[PATCH v2 06/07] cpuset memory spread slab cache optimizations

[Date Prev][Date Next][Thread Prev][Thread Next][Date Index][Thread Index]

 



From: Paul Jackson <[email protected]>

The hooks in the slab cache allocator code path for support of
NUMA mempolicies and cpuset memory spreading are in an important
code path.  Many systems will use neither feature.

This patch optimizes those hooks down to a single check of
some bits in the current tasks task_struct flags.  For non NUMA
systems, this hook and related code is already ifdef'd out.

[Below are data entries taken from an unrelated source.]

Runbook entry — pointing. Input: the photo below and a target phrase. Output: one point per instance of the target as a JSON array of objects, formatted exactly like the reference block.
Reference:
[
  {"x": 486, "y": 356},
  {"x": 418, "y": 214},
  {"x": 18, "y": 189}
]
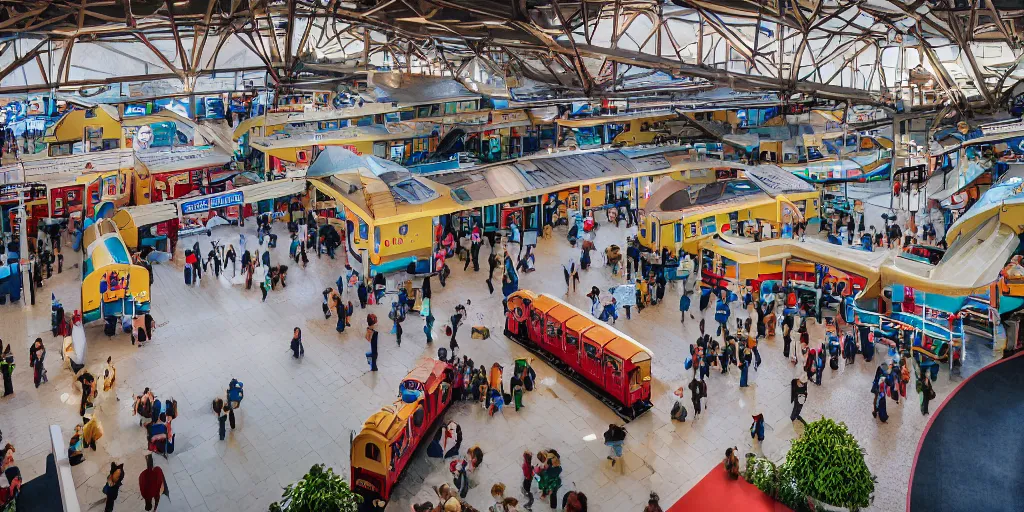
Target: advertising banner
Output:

The optimization is done by using another task flag, set if the
task is using a non-default NUMA mempolicy.  Taking this flag
bit along with the PF_SPREAD_PAGE and PF_SPREAD_SLAB flag bits
added earlier in this 'cpuset memory spreading' patch set, one
can check for the combination of any of these special case
memory placement mechanisms with a single test of the current
tasks task_struct flags.

This patch also tightens up the code, to save a few bytes of
kernel text space, and moves some of it out of line.  Due to
the nested inlines called from multiple places, we were ending
up with three copies of this code, which once we get off the
main code path (for local node allocation) seems a bit wasteful
of instruction memory.

Signed-off-by: Paul Jackson <[email protected]>

---

 include/linux/mempolicy.h |    5 +++++
 include/linux/sched.h     |    1 +
 kernel/fork.c             |    1 +
 mm/mempolicy.c            |   32 ++++++++++++++++++++++++++++++++
 mm/slab.c                 |   41 ++++++++++++++++++++++++++++-------------
 5 files changed, 67 insertions(+), 13 deletions(-)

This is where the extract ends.